The narrative is consciously devoid of extrapolated lessons from the events of the Holocaust, or what Lawrence Langer has defined as “preempting the Holocaust”:

Even if Aaron could have proven that the sacrifice of that woman’s son had been somehow worth it because of what would happen afterward in her life, his unique position of a rabbi in the century after the Holocaust of the Jews made that answer, rational or not, insulting to all those who were murdered and all lose who’d lost so many of their loved ones, like Aaron’s now-deceased grandmother.

It is to this end that Platzer writes the Holocaust both thoughtfully and ethically. And, one should add, that he does so in a first novel is no small feat. He captures the undiminished force of the Holocaust as it continues to resonate, deafeningly, today.

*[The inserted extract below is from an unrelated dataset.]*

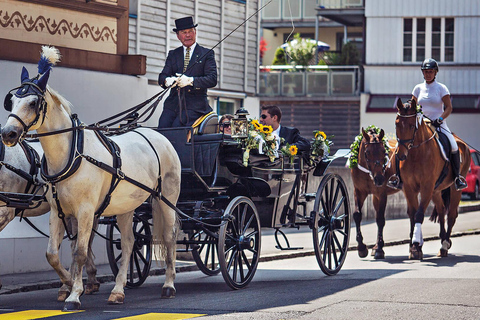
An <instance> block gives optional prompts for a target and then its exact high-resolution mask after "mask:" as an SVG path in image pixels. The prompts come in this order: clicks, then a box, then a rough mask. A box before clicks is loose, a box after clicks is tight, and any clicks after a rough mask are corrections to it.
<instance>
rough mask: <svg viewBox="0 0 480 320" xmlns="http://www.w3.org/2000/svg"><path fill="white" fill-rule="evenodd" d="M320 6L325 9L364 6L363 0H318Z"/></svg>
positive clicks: (345, 7) (345, 8) (363, 1)
mask: <svg viewBox="0 0 480 320" xmlns="http://www.w3.org/2000/svg"><path fill="white" fill-rule="evenodd" d="M317 2H318V4H319V5H320V7H322V8H325V9H346V8H364V7H365V3H364V2H365V0H318V1H317Z"/></svg>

This is a novel that is, no-doubt, flawed along several critical axes, but the energy and love and optimism behind it are undeniable. Platzer writes: “Aaron had wanted to help people through their problems” – this could be a simple coda for the author’s ambition, an enormous and admirable and ethical motivation. Reading these words, one has no doubt that Platzer is speaking plainly and honestly. Bed-Stuy is an exuberant and, at times, numinous gesture in the direction of healing a wounded world – Tikkun Olam – and a meditation on the importance of the sort of interpersonal relationships which can make this healing begin. His is an effort to understand history and violence and race and class, and it is an earnest effort to document and to systematize the nature of the injured world and to begin, quite guilelessly, to heal these wounds.

Writers don’t need the hardness of an adopted burning borough to establish their ethos as writers of compassion and competence. Nor do they need to believe too much in the redemptive power of the market. Those moments where Platzer lets down his guard, and ironically turns inward, are where we find the makings of a great novelist, the true voice of a New Jewish American Fiction.